Amazon’s reach and dominance are still massive. But it appears other retailers, including Kroger and Walmart, are doing better in the battle against Amazon that many might think, as their own CPG ecommerce operations strengthen. New research from Nielsen, powered by Rakuten Intelligence, shows Amazon’s dominance in digital sales of CPG products is slipping.

Walmart, Kroger and Target have all increased their online customer base by at least 90% more than Amazon in the past two years. Nielsen says the gains are coming from effective click-and-carry models, which increased from 4% to 11% of all CPG ecommerce sales in the two-year period. And online CPG sales have gained 30% year over year, with 60% of shoppers browsing and ordering online. Some 28% have purchased CPG online a few times per month.
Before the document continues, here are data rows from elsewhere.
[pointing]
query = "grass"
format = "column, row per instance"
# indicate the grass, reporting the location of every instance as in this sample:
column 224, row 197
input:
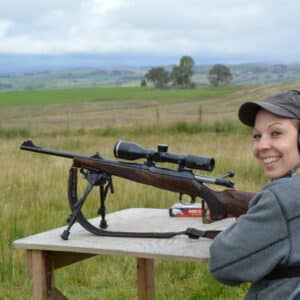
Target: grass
column 34, row 199
column 42, row 97
column 34, row 191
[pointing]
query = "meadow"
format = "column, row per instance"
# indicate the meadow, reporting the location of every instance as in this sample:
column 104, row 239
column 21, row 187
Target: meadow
column 34, row 187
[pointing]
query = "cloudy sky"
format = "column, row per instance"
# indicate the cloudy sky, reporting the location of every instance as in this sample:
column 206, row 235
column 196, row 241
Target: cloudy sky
column 221, row 30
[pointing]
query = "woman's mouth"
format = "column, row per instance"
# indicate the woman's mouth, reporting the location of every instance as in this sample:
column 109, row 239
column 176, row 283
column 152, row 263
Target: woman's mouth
column 270, row 160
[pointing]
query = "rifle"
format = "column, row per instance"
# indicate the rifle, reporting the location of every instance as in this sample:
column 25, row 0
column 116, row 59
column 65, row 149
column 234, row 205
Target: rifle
column 99, row 171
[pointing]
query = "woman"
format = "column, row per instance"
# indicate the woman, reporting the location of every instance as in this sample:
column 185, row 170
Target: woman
column 263, row 246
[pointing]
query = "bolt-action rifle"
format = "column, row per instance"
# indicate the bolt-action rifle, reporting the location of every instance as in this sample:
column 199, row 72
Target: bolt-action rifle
column 99, row 171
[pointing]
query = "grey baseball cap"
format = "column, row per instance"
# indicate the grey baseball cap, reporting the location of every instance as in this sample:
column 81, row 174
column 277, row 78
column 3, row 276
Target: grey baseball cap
column 285, row 104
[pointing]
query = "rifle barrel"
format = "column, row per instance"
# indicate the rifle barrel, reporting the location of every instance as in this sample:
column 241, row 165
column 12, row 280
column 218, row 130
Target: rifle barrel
column 30, row 146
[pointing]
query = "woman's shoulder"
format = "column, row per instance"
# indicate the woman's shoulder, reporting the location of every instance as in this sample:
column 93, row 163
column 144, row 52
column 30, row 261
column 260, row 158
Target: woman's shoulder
column 283, row 183
column 285, row 192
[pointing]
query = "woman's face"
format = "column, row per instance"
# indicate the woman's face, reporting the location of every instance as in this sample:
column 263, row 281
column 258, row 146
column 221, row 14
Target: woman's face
column 275, row 143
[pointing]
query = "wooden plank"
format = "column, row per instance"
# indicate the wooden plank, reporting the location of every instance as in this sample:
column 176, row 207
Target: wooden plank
column 156, row 220
column 145, row 278
column 62, row 259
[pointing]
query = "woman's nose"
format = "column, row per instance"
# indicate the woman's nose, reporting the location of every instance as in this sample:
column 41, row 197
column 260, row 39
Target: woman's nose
column 263, row 143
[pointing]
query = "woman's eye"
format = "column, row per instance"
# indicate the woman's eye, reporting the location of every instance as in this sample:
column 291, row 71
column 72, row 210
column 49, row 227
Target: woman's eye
column 256, row 136
column 275, row 133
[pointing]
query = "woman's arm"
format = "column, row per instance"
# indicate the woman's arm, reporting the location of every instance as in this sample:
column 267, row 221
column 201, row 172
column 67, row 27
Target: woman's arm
column 254, row 245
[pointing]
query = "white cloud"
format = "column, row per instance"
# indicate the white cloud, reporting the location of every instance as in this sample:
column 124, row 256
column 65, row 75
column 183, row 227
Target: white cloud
column 221, row 27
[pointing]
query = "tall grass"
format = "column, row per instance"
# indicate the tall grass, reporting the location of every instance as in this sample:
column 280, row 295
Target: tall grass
column 33, row 198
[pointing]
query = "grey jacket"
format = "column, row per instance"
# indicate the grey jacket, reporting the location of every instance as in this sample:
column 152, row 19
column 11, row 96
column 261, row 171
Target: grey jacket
column 268, row 236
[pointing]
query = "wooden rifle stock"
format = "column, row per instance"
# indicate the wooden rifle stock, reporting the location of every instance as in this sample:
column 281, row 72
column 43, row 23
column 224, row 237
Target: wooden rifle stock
column 222, row 204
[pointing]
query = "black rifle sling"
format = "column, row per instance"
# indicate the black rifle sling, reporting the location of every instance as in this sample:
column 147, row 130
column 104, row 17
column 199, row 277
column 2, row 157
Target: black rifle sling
column 73, row 201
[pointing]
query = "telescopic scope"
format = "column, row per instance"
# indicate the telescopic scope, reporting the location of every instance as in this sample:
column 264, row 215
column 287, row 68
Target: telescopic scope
column 132, row 151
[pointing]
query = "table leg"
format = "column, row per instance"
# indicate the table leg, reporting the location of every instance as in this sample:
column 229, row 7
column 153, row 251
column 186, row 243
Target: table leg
column 41, row 269
column 145, row 278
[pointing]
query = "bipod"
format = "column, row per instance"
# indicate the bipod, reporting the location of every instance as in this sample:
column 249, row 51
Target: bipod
column 102, row 180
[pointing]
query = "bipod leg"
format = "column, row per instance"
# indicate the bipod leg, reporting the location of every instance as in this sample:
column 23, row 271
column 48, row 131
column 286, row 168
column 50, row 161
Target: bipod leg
column 75, row 211
column 102, row 209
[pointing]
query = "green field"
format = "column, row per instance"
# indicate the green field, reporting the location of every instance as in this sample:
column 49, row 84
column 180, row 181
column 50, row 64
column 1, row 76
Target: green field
column 34, row 192
column 43, row 97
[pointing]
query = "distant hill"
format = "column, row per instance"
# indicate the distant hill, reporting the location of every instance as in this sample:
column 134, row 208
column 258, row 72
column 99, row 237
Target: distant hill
column 37, row 72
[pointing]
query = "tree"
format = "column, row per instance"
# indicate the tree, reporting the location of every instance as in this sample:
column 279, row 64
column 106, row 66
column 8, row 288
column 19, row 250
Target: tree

Growth is a bit slower in the beauty business, with Internet Retailer reporting an annual category gain of almost 24% and $5 billion in sales.
While the online beauty business is also a key focus for retailers like Walgreens, CVS and Rite Aid and specialty chains Sephora and Ulta, some beauty brands are soaring with direct-to-consumer offers.

Forbes recently named Kylie Jenner, owner of Kylie Cosmetics, the world’s youngest self-made billionaire. And Glossier, for example, just announced another $100 million in funding, pushing its market valuation past $1 billion.